How to Get A Captain’s License? (Requirements Lists)

Are you thinking about getting a captain’s license?

Does the idea of being recognized as a professional merchant mariner excite you?

Becoming a licensed boat captain can open up amazing opportunities, including career growth, travel, and networking.

There are a couple of requirements to get a captain’s license. But, with some effort and time, you will finally achieve your dream of joining the merchant mariner professionals.

In this article, I will explain everything you need to know about how to get a captain’s license. You will find out the benefits of applying for this license, the requirements, and the types of captain licenses.

In the end, you will know exactly what to do to get a captain’s license so you can start your career as a professional merchant mariner.

Let’s get started!

What Is A Captain’s License?

A captain’s license is a credential and document showing that you are legally and professionally qualified to operate a civilian water vessel carrying passengers and cargo.

The United States Coast Guard (USCG) requires anyone paid to operate waterborne vessels such as a boat, dredge, ferry etc., to obtain licensure.

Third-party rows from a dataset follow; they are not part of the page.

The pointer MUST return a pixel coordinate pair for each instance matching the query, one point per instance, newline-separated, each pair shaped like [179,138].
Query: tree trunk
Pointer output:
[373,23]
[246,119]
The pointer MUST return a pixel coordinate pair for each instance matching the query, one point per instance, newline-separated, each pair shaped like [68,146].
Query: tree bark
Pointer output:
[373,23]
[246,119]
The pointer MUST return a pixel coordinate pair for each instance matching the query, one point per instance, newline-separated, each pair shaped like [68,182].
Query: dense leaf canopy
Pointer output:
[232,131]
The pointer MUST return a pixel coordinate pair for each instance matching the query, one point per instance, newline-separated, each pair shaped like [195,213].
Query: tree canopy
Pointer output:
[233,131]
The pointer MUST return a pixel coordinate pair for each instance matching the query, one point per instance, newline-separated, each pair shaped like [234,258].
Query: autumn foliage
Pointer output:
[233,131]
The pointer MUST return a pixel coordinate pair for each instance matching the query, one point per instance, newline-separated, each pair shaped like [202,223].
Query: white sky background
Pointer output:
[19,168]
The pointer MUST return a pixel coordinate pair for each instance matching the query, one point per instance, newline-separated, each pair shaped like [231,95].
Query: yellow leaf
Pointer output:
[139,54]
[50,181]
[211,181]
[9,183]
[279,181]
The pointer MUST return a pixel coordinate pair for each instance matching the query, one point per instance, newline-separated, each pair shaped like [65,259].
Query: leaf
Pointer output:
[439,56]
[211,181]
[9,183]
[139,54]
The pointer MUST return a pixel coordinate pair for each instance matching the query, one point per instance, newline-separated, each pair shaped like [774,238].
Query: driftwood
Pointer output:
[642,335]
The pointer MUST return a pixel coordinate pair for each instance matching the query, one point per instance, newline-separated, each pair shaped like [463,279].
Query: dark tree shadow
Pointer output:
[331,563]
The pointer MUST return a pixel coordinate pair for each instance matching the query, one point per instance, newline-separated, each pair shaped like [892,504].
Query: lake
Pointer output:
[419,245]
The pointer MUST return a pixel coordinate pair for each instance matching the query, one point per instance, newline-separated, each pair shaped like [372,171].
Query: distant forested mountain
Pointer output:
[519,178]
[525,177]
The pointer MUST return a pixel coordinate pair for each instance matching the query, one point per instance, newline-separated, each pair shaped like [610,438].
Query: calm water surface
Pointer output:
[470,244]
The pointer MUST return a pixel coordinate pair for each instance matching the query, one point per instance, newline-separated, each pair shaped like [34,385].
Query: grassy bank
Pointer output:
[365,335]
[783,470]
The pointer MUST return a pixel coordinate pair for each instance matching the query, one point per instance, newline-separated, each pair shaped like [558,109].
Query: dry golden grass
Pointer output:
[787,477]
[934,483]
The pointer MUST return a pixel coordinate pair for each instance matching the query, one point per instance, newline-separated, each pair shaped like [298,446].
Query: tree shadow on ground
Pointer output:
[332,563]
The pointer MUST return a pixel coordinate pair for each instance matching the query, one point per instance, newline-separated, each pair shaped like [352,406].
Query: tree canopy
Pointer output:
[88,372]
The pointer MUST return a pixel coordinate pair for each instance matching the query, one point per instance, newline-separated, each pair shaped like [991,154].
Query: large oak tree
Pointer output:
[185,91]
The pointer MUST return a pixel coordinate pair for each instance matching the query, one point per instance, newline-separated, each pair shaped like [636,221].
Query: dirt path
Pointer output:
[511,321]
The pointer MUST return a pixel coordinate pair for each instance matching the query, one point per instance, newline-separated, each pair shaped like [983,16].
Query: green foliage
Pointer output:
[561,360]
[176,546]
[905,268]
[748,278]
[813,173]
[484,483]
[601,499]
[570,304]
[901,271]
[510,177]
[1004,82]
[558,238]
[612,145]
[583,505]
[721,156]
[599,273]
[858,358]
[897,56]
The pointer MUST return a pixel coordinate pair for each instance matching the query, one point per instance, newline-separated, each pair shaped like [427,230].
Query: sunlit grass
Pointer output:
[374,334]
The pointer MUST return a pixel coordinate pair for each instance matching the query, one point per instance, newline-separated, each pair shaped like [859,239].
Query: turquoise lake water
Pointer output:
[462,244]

There are three types of licenses you can obtain, depending on your level of experience, where you will operate the boat and the boat’s tonnage.

Before we talk about the requirements to get a captain’s license, let’s take a look at each of the three different licenses.

Types of Captain’s Licenses

To become a professional merchant mariner, you will need to apply for one of these licenses:

1. The Operator of Uninspected Passenger Vehicles


The Operator of Uninspected Passenger Vessels (OUPV), also known as a 6-pack, is a license that allows you to operate an uninspected vehicle and to carry a maximum of six passengers.

When a boat is categorized as uninspected, you can operate it without the USCG inspecting it. Also, requirements like the boat’s tonnage aren’t as stringent.

To obtain a six-pack license, you will need at least 360 days spent working in the boat out in the waters. Ninety of these days must be spent near coastal, great lakes and inland, or inland, depending on the area you want to operate.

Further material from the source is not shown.